Soy el océano atlántico, que es el más joven del mundo, cuando me levanto de buena mañana con el cuerpo por soliviantar, antes de darme de morros con este lugar tan pequeño y tan legislado, tan podrido de vosotros y tan falto de imaginación. Este mundo huele un poco a bleidraner, que es el olor conjunto de las familias de siete países. Huele a clavo y azafrán y a exceso de imaginería. No sé si lo sabéis, pero vuestra ciencia-ficción huele a curry. Muchos problemas veo yo en el futuro, mucha trampa en el porvenir. Así que no hay prisa.

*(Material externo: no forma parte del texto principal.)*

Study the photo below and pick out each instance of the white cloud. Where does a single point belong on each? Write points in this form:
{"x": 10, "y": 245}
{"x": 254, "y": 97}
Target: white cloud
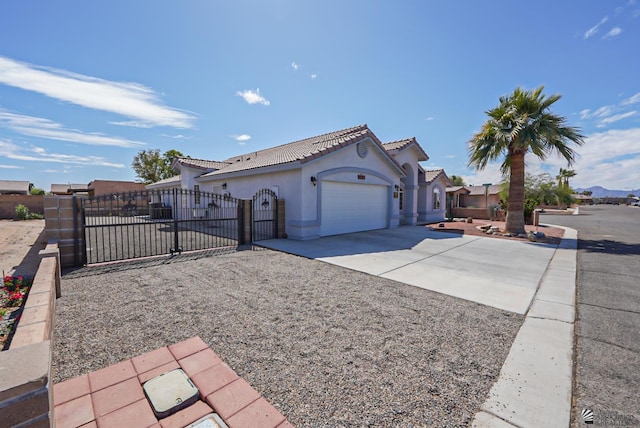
{"x": 45, "y": 128}
{"x": 241, "y": 138}
{"x": 603, "y": 111}
{"x": 124, "y": 98}
{"x": 253, "y": 97}
{"x": 614, "y": 32}
{"x": 593, "y": 30}
{"x": 176, "y": 137}
{"x": 38, "y": 154}
{"x": 616, "y": 117}
{"x": 631, "y": 100}
{"x": 133, "y": 124}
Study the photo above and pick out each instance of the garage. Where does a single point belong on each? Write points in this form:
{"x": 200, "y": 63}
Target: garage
{"x": 352, "y": 207}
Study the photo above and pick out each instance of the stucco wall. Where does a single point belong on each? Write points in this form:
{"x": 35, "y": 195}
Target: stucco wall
{"x": 295, "y": 186}
{"x": 105, "y": 187}
{"x": 8, "y": 204}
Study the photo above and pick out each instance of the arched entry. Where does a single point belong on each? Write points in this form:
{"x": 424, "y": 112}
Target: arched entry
{"x": 408, "y": 212}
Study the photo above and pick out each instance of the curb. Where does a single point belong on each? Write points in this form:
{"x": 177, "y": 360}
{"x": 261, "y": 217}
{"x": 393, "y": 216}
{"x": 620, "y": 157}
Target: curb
{"x": 535, "y": 384}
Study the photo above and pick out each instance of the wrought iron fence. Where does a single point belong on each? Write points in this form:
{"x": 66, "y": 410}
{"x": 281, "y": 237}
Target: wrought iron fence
{"x": 264, "y": 215}
{"x": 155, "y": 222}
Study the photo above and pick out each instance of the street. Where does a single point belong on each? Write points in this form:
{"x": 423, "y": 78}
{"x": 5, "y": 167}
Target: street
{"x": 607, "y": 378}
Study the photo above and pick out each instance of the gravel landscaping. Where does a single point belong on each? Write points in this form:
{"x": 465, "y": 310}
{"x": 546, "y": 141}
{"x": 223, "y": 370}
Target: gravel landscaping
{"x": 327, "y": 346}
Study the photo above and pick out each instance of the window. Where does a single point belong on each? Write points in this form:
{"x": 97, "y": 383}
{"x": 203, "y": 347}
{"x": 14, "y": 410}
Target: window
{"x": 196, "y": 194}
{"x": 436, "y": 199}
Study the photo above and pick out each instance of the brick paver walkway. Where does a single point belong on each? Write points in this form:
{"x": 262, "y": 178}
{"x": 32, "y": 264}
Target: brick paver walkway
{"x": 113, "y": 396}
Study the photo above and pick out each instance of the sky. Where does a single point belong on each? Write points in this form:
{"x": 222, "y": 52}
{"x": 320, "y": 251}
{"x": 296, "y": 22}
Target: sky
{"x": 84, "y": 86}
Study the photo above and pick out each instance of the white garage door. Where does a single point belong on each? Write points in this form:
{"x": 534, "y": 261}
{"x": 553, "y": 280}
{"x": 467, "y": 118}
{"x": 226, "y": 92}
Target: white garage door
{"x": 352, "y": 207}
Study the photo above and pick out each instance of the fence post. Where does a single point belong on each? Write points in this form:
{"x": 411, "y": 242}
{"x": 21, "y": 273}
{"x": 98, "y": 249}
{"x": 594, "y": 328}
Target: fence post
{"x": 176, "y": 242}
{"x": 280, "y": 232}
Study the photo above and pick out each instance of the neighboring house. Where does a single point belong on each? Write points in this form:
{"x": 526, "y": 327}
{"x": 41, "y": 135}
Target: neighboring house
{"x": 104, "y": 187}
{"x": 583, "y": 199}
{"x": 474, "y": 196}
{"x": 69, "y": 189}
{"x": 10, "y": 187}
{"x": 340, "y": 182}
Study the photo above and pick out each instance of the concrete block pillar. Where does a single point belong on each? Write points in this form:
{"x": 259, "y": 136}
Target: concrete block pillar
{"x": 63, "y": 224}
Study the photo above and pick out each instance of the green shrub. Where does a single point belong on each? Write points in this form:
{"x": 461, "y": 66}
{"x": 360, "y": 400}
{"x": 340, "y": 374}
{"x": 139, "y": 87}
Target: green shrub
{"x": 22, "y": 212}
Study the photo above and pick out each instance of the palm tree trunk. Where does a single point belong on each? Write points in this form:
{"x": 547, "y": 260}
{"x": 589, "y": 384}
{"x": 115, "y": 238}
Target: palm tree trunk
{"x": 515, "y": 206}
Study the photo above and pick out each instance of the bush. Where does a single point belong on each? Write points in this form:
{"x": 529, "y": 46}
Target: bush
{"x": 22, "y": 212}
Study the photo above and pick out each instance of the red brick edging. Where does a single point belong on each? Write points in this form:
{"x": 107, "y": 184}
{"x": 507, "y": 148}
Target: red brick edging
{"x": 113, "y": 396}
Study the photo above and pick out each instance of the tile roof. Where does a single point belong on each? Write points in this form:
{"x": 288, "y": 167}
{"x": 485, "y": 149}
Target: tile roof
{"x": 14, "y": 186}
{"x": 166, "y": 182}
{"x": 431, "y": 175}
{"x": 479, "y": 190}
{"x": 202, "y": 163}
{"x": 403, "y": 144}
{"x": 68, "y": 187}
{"x": 302, "y": 151}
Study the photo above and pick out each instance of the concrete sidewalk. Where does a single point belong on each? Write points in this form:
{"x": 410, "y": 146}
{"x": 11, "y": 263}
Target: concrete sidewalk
{"x": 535, "y": 384}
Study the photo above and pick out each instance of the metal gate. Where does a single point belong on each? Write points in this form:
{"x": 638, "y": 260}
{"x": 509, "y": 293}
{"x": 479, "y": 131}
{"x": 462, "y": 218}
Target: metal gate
{"x": 148, "y": 223}
{"x": 264, "y": 215}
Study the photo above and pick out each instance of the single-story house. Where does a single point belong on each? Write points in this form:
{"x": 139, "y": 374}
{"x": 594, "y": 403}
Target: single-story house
{"x": 340, "y": 182}
{"x": 105, "y": 187}
{"x": 474, "y": 196}
{"x": 69, "y": 189}
{"x": 12, "y": 187}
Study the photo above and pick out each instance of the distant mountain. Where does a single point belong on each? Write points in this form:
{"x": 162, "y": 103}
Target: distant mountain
{"x": 601, "y": 192}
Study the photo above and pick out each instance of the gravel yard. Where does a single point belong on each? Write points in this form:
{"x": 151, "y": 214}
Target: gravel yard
{"x": 327, "y": 346}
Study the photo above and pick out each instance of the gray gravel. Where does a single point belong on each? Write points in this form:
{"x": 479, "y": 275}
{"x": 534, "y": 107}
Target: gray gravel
{"x": 327, "y": 346}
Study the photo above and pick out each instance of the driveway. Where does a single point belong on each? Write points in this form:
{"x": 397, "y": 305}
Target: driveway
{"x": 499, "y": 273}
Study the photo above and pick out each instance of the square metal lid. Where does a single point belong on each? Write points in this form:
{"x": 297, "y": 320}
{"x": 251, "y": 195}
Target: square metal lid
{"x": 170, "y": 391}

Amanezco tranquilo y empezaré a reconocerme más tarde, ya próximo el mediodía, iré recordando quién soy cuando a lo largo de la jornada me vaya viendo venir en el ir rehuyendo televisores, prensa del día, redes sociales y otros infiernillos que harían de mí una triste figura atrapada en anhelos de insecto. En realidad vivo un día de no desear ninguna cosa, no muy pleno pero cómodo en mí, algo narcotizado porque afuera está nevando. Por la tarde intento mirar una película de la que me piden crítica, reseña crítica, no sé qué, pero todo me lleva a conciliar un sueño terroso, muy bien hilado con la vigilia, que retengo brevemente, el tiempo de integrarlo en el texto y evaluar con estrellitas. La película está bien, quita los problemas, pero es mejor el sueño que invoca en mí. Como sea, este trabajo de razonar someramente el trabajo de otros me parece un ejercicio psicopático, petulante y demasiado simple, que llega a resultarme humillante cuando el otro no es superlativo o mi conexión con él natural, cosa que no ocurre casi nunca. Me siento necio en esta tarea.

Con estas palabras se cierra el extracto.